Com a guerra na Ucrânia e suas consequências diretas e indiretas e a ressurgência da Covid-19 na China, os bancos centrais encontram-se, como referia o FMI em abril último, num equilíbrio delicado, tentando controlar a inflação sem estrangular a retoma por que todos ansiamos. O Relatório de Estabilidade Financeira Global do FMI refere que “O equilíbrio de riscos para o crescimento passou a pender, ainda mais firmemente, para o lado negativo”, ou seja, é maior a probabilidade de a evolução económica surpreender pela negativa do que pela positiva. A que deve juntar-se uma já anunciada subida das taxas de referência do BCE logo no início do segundo semestre, como admitiu a presidente Lagarde.

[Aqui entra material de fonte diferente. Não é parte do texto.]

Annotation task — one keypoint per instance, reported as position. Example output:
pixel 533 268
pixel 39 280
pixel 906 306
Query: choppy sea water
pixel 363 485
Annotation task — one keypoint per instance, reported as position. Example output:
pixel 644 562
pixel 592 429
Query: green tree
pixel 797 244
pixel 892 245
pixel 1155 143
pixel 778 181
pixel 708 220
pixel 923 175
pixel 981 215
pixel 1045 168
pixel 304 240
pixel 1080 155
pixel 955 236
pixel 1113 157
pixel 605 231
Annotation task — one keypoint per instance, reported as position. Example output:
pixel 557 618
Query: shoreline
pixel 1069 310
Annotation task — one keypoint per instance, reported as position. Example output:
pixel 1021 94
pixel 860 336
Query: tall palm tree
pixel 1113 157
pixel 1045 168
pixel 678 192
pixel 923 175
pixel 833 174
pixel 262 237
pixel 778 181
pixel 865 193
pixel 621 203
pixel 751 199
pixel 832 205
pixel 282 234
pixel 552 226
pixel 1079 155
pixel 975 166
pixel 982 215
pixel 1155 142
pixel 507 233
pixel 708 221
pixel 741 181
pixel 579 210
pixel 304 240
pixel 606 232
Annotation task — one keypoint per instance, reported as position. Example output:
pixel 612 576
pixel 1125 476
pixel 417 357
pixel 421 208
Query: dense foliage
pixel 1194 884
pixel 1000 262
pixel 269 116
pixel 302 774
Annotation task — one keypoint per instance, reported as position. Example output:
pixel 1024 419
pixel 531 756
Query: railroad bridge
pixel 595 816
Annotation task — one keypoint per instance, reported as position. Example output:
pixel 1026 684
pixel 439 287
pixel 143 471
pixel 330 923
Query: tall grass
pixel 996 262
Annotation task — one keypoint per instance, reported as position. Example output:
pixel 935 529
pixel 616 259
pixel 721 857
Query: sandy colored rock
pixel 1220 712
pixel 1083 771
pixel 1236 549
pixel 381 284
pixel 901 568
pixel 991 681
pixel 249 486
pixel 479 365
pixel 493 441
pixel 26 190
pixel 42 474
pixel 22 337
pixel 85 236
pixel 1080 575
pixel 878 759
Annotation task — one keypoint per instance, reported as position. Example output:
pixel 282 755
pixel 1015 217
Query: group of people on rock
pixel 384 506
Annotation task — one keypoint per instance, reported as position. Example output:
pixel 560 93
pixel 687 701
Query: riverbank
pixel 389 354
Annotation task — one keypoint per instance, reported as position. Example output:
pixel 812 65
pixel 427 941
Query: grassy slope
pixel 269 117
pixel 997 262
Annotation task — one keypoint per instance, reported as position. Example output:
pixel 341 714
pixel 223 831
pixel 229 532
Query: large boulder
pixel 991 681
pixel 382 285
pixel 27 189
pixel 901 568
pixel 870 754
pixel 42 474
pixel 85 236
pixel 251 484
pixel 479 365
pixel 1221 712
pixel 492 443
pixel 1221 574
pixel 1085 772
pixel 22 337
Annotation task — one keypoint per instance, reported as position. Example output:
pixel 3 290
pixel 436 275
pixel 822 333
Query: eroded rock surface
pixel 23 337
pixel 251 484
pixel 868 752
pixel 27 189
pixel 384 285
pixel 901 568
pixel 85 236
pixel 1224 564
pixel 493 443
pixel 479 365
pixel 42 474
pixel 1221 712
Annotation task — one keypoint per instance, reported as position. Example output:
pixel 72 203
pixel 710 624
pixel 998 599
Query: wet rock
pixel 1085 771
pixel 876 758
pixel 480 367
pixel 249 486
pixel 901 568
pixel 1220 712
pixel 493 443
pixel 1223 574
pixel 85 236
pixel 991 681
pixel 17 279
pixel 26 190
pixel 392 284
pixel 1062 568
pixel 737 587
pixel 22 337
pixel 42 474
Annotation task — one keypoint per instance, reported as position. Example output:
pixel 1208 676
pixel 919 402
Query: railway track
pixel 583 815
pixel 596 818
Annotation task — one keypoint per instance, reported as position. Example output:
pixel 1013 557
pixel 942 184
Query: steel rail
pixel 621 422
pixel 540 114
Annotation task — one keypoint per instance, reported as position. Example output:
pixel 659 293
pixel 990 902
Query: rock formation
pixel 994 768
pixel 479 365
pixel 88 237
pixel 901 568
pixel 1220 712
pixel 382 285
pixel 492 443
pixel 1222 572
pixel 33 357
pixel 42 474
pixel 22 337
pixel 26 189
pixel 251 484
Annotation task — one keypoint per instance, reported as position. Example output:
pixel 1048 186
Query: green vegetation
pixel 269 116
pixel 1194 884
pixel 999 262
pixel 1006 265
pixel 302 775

Esta subida de taxas tenderá a contrabalançar as vantagens que o investimento em imobiliário tem em períodos de inflação, nomeadamente como alternativa ao investimento em ativos financeiros de baixo risco. Se se concretizar a subida das taxas de juro em função de uma política monetária mais restritiva, o efeito sobre a evolução positiva do mercado imobiliário em Portugal levará a um decréscimo do crescimento que a generalidade dos analistas apontava no início do ano. O impacto sobre o crescimento económico e, consequentemente, o rendimento disponível em função das consequências da guerra na Ucrânia e dos efeitos na economia chinesa da vaga da variante ómicron moderarão inevitavelmente as perspetivas de crescimento, nomeadamente no setor residencial, com que iniciámos o corrente ano.

Por outro lado, alguns dos fatores que levaram a uma boa performance no início do ano permanecem relevantes. O crescimento da inflação e os baixos ritmos de nova construção concedem ainda elevada liquidez no mercado, com elevada fluidez de transações a despeito dos elevados preços praticados, sobretudo nos centros urbanos mais dinâmicos e zonas turísticas mais procuradas. Acontece ainda que a subida dos preços dos materiais e fatores de produção tem levado a um importante crescimento dos custos de construção, com reflexos nos preços de saída a mercado do produto novo, contribuindo assim para a perspetiva de manutenção de elevados preços de transação por comparação com os praticados em 2021.

Ou seja, é agora inevitável que o setor, no seu conjunto, seja afetado por fatores externos que o irão fazer abrandar em 2022, fatores que podem penalizar a procura e complicar a vida das famílias que têm créditos no limite da taxa de esforço.  Porém, estou confiante que continuam a existir segmentos que não serão ainda influenciados visivelmente pela política monetária – o segmento dos clientes mais abastados, incluindo estrangeiros, que não compram imóveis a crédito ou, se o fazem, fazem-no porque decidiram fazer assim e não por precisarem de financiamento. Ainda assim, de um modo geral, sobretudo a partir da segunda metade deste ano, é previsível que os dados comecem a mostrar a tal desaceleração. O ano, tomado no seu conjunto, poderá ainda não ser de perda, sobretudo no setor residencial, mas não deixará de acomodar os efeitos da subida das taxas de juro e do aumento relevante dos custos de construção.